Anyone who got funnier as they got older?

Thirded.

I would have never guessed, before Jack Donaghy, that Alec Baldwin could be the funniest thing on television. He owes Tina Fey and other great writers for giving him the chance to shine. He’s a great actor, actually.

Rip Torn. The man was hysterical in The Larry Sanders Show series on HBO years ago, and was terrific in Men in Black.

Also, Christopher Walken is another example of someone who started out in those intense roles, but has become a pretty good comedic actor.

Howie Mandel’s act is a lot funnier now than it was in the 70s and 80s, IMO.

(He’s 53 years old, been at it for 30 years…I have a hard time taking him as that old, for some reason…)

and this is true primarily for one reason… because he’s able to poke fun at himself.

I love the ~new~ William Shatner.

Peter Boyle was a reliable character actor for the first half of his career and a brilliant comic actor for the second half.
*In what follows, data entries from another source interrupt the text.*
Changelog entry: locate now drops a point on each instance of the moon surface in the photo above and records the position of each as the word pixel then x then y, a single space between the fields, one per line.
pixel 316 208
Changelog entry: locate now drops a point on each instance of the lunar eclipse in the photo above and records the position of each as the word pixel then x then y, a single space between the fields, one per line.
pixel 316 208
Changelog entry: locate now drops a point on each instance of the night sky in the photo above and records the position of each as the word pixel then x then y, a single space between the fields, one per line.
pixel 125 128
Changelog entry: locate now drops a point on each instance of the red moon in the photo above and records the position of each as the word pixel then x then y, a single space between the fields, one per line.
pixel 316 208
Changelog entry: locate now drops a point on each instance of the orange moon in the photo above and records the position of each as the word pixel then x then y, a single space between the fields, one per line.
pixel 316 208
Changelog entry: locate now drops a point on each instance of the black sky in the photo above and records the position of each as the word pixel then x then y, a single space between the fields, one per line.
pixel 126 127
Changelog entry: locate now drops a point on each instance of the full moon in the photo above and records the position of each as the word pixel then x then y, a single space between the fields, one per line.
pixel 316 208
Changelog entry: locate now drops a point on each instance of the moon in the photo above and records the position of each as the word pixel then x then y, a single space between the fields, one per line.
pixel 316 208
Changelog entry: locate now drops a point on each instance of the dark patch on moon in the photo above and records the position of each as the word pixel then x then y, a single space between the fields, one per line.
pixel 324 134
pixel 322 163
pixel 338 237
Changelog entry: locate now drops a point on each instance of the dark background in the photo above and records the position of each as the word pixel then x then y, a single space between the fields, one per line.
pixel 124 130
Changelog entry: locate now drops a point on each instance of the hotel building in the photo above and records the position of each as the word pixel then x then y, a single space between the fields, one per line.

Martin Sheen, never a comedian per se, had flashes of comic brilliance in The West Wing that would have been unthinkable in his younger days, although most of these played off the serious gravitas of his character for most of the time. Stockard Channing has had more and better opportunities to be dryly funny in the last decade than in the two that preceded it.

He looks pretty good for a guy whose acts are all about how stressed out he is over current events.

Humphrey Lyttleton. Except that he wasn’t really a comedian.

Edit: the OP just asked for ‘funny people’, so I’m OK.

This is an example of how age can benefit a comic persona. It’s funnier to watch a 60-year old man who’s perpetually sputtering at the inanities of the world around him than a 30-year old man doing the same thing.

Another comic persona that age benefited was W.C. Fields. Although he was a top comic for years, he didn’t really hit his peak until after he turned 50.

Yup. I’m not sure he had a naturally humorous bone in his body (I’m pretty sure he had a couple of natural humerus bones in his body), but there’s no question that he got better and better at interpreting the original material. For a brief, shining moment, William Windom almost gave us a James Thurber to equal Holbrook’s Twain, and woudn’t that have been a treat?

But not funnier as he got older, just less depressed and more accessible, in my opinion.

Robin Williams? To me, the one of a hundred 1980 coke-addled comics on the make, who hit just enough pop-culture buttons on the right evening to get a job, without quite enough of an addiction to follow Freddie Prinze immediately into the grave. Tough career path to come out of with your faculties intact, but he managed it.

Baldwin has always been funny. He’s been guest-hosting Saturday Night Live for almost 20 years, and he killed each time he was on it. I think he may now be ranked as the best guest host the show has had. Or at least he’s up in the top five with Steve Martin, Christopher Walken, Tom Hanks, and Buck Henry. That’s pretty good company to be keeping.

Lewis Black is 60?

GTFouttahere!

Chris Rock. In the late 80s he was a mediocre stand-up and bit player on SNL. Then he did the Chris Rock show on HBO and was better. Then he did 2 or 3 stand-up specials that put him into the top tier. He is funnier now than he was 20 years ago.

Victor Borge stayed funny until he died. Do a youtube search if you don’t know his material.

Don Rickles and Jonathan Winters, maybe.

Rickle’s just grew into his act naturally with age. Jonathan Winters was before his time as a young man, later, it just all fell into time and place.